Monday, August 22, 2011

Normalcy

Dear D,

I thought I might see a note from you this morning, but in retrospect I should have realized that was unlikely: you have so much to do in such a short time that every minute must already be allocated. On this side, of course, we spent the weekend packing Son 1 down to Hogwarts and moving him into his dorm. In the end we got him there just fine, with only a couple oddments inadvertently left back home. When we left yesterday he was largely moved in, and was readjusting to the rhythms of school. So that’s good.

I am less sure what to say about the last week, and about our phone call on Saturday. Certainly one thing you said is very true, namely, that it will take us a while to re-establish some kind of normality. (I can’t use that word without feeling the urge to echo Warren Harding and say “normalcy”.) But I would go one step farther and say that it is not clear to me what that normality will look like, when (or if) we get there.

I’m sad that you had a bad week, but not until Friday did you ever tell me you were having one. Perhaps I could have read between the lines of what you did say, and intuited it. But I won’t do that. Nor will I be your bulwark against the storms of the world. We have been friends and lovers; and of course it is the part of friends to talk to each other. When something troubling happens, of course friends can chip in with thoughts or opinions: “Gosh, have you considered this?” “Maybe what’s going on is that.” But to step beyond that point is to step beyond mere friendship into “love honor and cherish as long as you both shall live.” You already know that’s not a destination I have in mind.

Maybe we are just done. All human arrangements are mortal, so maybe our romance has just reached the end of its natural lifespan. I have wondered about that for a while; but I have held back saying anything because I know I am impulsive by nature, I know I am emotionally volatile, and so I never trust my own feelings. Whatever I’m feeling today, maybe I’ll feel the opposite tomorrow. It can be paralyzing, and so sometimes it takes me a very long time to decide what I “really” feel about something. And after all, there are still things between us that are very good. The sex, for instance, is consistently fantastic, and gets ever better. So it is a complicated picture.

But I do know that I’m not going back to a regimen of writing once every 24 hours. It will be a while before I call again. I don’t know what to say about the longer term, because of all the self-distrust that I just sketched out. I just don’t know.
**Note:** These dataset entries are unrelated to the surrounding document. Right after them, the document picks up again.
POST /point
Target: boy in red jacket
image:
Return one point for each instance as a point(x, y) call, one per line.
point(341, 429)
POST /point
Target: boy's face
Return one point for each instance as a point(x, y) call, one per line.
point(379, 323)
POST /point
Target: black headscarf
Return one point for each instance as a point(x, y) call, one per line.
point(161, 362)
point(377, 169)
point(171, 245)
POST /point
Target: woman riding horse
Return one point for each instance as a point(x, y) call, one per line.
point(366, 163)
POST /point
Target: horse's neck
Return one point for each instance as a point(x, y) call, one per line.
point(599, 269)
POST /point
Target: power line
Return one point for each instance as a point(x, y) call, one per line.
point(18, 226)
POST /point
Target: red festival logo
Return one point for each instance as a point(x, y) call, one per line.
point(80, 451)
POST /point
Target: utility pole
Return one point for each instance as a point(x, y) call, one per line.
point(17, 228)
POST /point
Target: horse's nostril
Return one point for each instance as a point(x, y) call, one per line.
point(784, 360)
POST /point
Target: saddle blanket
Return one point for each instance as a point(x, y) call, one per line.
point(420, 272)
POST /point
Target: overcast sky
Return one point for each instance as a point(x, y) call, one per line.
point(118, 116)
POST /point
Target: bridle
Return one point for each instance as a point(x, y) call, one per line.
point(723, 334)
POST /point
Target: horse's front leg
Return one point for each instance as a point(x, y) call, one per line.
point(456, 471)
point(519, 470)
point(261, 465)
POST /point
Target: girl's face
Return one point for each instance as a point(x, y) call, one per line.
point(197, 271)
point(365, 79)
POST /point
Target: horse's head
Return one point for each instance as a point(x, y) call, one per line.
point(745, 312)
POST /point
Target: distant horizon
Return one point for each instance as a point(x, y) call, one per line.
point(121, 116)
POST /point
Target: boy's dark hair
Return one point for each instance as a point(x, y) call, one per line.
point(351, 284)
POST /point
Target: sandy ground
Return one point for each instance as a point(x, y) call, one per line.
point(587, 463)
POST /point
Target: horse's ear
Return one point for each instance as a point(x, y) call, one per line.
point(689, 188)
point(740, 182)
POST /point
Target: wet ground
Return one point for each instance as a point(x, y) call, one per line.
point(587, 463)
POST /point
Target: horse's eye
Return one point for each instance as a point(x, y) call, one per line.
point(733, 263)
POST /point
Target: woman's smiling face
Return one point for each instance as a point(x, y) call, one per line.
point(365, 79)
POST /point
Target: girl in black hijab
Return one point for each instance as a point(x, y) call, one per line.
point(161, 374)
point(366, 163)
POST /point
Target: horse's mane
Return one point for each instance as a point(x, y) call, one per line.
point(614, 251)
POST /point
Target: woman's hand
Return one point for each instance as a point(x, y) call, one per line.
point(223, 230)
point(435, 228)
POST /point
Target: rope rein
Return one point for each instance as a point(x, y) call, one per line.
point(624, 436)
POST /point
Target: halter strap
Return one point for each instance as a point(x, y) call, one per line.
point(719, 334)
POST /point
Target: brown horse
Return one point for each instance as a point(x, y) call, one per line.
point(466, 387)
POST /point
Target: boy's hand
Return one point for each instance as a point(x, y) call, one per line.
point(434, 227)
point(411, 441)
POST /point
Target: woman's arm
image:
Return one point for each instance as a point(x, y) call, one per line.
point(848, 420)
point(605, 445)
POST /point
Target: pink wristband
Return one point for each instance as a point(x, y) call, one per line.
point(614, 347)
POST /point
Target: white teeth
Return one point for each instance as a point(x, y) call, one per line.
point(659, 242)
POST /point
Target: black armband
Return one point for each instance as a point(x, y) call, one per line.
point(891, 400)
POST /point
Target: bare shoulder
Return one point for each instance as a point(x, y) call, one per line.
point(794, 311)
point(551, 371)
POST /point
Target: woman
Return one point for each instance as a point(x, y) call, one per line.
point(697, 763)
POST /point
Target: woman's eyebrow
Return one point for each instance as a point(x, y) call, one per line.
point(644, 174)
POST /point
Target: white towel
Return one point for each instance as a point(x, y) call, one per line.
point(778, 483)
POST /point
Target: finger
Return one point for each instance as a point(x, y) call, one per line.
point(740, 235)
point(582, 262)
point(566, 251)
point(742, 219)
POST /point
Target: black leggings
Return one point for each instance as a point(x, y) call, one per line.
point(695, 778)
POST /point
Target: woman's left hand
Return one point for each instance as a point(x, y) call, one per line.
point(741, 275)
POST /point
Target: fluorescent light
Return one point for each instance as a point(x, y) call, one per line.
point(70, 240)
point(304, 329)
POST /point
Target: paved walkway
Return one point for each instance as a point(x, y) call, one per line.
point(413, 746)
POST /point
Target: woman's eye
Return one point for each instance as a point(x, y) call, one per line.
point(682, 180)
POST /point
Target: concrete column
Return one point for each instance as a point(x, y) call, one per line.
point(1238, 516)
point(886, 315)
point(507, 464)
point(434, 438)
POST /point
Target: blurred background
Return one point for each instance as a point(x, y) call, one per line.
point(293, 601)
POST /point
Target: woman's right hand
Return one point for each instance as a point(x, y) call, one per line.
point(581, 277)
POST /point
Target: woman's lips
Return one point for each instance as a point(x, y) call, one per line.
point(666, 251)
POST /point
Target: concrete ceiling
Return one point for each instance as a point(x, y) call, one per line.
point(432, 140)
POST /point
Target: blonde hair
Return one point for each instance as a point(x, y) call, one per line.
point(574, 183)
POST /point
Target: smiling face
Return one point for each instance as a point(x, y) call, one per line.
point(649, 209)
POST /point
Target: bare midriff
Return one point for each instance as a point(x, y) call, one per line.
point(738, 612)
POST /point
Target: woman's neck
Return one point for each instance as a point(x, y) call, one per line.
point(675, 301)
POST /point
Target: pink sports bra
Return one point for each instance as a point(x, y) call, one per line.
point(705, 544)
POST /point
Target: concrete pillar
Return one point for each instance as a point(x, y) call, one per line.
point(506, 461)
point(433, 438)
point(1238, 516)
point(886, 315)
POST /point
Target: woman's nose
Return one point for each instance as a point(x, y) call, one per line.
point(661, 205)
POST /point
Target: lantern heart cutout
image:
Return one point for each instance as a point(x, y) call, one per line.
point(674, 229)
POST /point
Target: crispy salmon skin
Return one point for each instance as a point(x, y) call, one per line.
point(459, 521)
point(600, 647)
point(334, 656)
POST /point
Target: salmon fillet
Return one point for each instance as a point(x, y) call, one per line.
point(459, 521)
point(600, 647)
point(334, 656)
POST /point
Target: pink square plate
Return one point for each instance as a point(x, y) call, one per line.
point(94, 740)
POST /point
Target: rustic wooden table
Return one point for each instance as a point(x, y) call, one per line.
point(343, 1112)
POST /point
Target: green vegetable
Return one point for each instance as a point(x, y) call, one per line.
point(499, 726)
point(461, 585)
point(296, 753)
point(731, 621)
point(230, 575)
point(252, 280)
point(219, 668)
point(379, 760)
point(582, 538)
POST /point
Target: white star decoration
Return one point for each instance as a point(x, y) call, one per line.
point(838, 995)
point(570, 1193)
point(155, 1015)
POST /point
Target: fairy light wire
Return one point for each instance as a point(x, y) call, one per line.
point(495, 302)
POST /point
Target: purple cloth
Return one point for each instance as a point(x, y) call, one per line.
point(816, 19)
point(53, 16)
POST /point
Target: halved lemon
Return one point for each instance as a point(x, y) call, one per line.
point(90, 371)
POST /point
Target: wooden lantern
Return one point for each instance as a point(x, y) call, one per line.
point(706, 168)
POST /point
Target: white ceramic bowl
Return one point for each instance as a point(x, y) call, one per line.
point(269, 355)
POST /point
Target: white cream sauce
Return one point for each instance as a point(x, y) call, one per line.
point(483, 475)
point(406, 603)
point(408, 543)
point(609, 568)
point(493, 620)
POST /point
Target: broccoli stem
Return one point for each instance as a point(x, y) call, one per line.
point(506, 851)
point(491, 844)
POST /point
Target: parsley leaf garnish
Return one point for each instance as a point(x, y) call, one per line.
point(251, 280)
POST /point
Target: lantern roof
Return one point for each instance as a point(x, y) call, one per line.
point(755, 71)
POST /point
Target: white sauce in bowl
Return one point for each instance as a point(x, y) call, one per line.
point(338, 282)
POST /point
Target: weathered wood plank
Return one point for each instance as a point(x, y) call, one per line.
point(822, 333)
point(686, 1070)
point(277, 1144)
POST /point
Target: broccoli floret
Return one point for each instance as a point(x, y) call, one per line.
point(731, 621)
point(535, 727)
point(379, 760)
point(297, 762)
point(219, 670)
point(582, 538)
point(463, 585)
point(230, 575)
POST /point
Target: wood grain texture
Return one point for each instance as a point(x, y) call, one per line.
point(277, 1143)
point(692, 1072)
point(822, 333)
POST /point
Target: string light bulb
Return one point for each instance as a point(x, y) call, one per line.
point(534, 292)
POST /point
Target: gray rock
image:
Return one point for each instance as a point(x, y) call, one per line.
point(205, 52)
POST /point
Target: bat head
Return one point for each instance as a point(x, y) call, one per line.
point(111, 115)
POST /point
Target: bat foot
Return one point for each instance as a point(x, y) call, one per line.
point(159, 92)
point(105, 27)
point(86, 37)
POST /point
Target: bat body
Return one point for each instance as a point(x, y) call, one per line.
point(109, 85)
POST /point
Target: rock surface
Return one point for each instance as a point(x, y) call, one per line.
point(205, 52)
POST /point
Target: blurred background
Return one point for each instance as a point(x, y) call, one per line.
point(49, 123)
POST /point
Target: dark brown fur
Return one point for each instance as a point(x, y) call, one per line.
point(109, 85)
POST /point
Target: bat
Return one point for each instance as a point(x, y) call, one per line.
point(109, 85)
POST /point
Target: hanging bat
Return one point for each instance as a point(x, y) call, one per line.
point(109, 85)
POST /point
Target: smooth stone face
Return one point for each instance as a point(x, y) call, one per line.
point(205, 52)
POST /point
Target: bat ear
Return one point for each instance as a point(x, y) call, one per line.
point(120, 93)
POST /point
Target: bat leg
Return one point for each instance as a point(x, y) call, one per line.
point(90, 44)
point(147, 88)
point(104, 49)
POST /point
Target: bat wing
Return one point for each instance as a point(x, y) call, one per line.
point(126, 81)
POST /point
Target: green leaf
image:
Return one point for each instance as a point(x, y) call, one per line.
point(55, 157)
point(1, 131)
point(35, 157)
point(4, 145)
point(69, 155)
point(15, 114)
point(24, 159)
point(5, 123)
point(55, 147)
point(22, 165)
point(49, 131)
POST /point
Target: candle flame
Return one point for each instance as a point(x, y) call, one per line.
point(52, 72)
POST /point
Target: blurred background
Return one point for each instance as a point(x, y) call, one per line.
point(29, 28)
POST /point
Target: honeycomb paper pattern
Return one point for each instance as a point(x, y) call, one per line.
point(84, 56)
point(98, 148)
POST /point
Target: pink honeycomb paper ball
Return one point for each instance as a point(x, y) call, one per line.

Some time ago, on a happier day, you wrote me something to the effect that I was the reason you got out of bed in the morning. I wrote back to say “Oh surely not,” and you reminded me (quite rightly) not to tell you how you feel. I realize now that I misspoke myself during that conversation. Of course it would be foolish for me to tell you how you feel. But what I really meant was, “Please don’t let that be true.” I don’t want to be that important to anyone, or at any rate not to any adult. That’s not depression speaking, or self-abnegation, or any weird sense of failure or unworthiness. It is just a realization that if I should ever be that important to someone, it will end up landing us right here, where we are today. And that’s a troubling prospect.